Pedro Magalhães

Sondagens para as presidenciais

Que me tenha apercebido, com o menu de candidatos mais ou menos definitivo, temos apenas duas (2) sondagens. Uma foi realizada pela Aximage, com o trabalho de campo a terminar no dia 4 de Novembro e uma amostra de 603 inquiridos. Outra foi realizada pela Eurosondagem, com o trabalho de campo a terminar dia 18 de Novembro e uma amostra de 1510. Há muitas sondagens anteriores, todas úteis à sua maneira, mas com candidatos que acabaram por não o ser (Rui Rio, Jerónimo de Sousa) ou faltando-lhes outros (Edgar Silva, Marisa Matias).

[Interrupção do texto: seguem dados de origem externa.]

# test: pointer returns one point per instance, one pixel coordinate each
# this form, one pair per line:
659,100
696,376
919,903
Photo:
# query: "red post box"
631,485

O que dizem estas duas sondagens?

1. Que não há indicações claras sobre se Marcelo tem mais de 50% das intenções de voto válidas: 48% para a Eurosondagem e 64% (depois de redistribuídos indecisos e votos em branco proporcionalmente pelos votos válidos) para a Aximage.

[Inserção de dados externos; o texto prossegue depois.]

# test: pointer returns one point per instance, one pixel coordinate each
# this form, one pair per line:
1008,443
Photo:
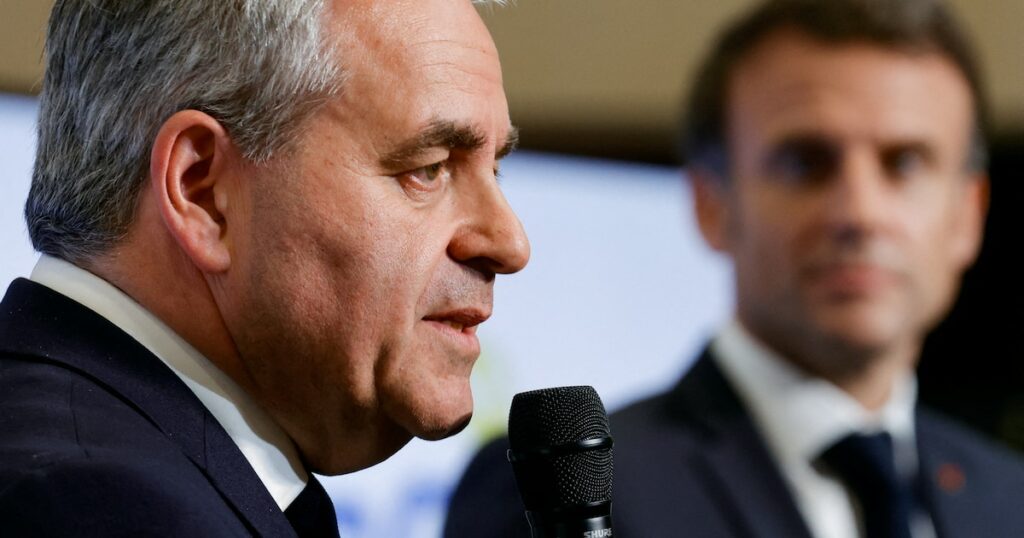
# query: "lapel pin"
950,478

2. Que não se sabe quem tem mais intenções de voto à esquerda. Na Aximage, Nóvoa tem 17% contra 15% de Belém. Na Eurosondagem, Belém tem 19% contra 17% de Nóvoa.

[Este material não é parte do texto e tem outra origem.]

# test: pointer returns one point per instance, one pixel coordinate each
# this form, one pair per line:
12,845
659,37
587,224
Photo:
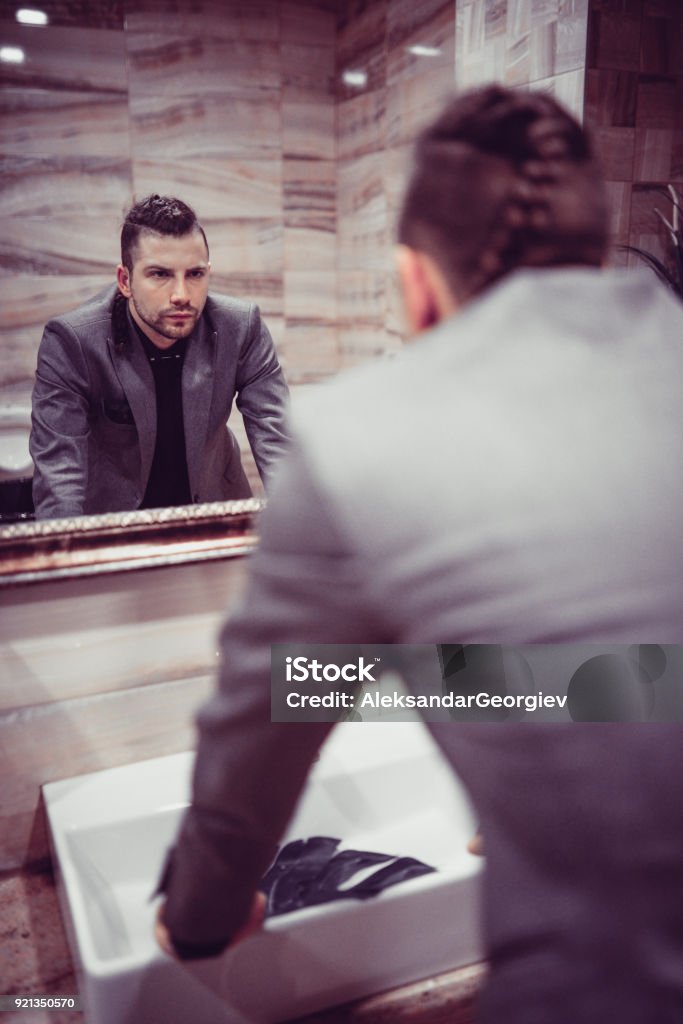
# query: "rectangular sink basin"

3. Que não se sabe o peso dos restantes candidatos: 4% para a Aximage, 16% para a Eurosondagem.

Em suma, grande incerteza sobre vitória à 1ª volta, grande incerteza sobre quem iria a uma 2ª volta, grande incerteza sobre o peso dos restantes candidatos.

Como compara isto com o passado? 2006 talvez seja o melhor ponto de comparação, dado serem eleições onde, tal como nestas, não concorria o presidente em exercício. Em Novembro de 2005, foram divulgadas cinco sondagens, da Eurosondagem, da Marktest, da Católica, da Aximage e da Intercampus. Cavaco Silva aparecia com valores entre os 53% e os 57% nesse mês, mas no resto da campanha persistiram sondagens com resultados num intervalo bastante amplo, entre os 63% da Gemeo/IPAM (logo no início de Dezembro) e os 52% da Eurosondagem em Dezembro e da Católica nas sondagens finais de Janeiro, sendo que a vitória de Cavaco à primeira volta foi, como se recordarão, ainda mais apertada (50,5% dos votos; com menos 29758 votos teria havido 2ª volta).

Como também se recordarão, a questão Alegre vs. Soares só se começou a resolver nas sondagens da última semana, e Jerónimo de Sousa teve um resultado melhor do que qualquer sondagem lhe concedeu. Em suma, há muito caminho para andar até ao dia 24 de Janeiro.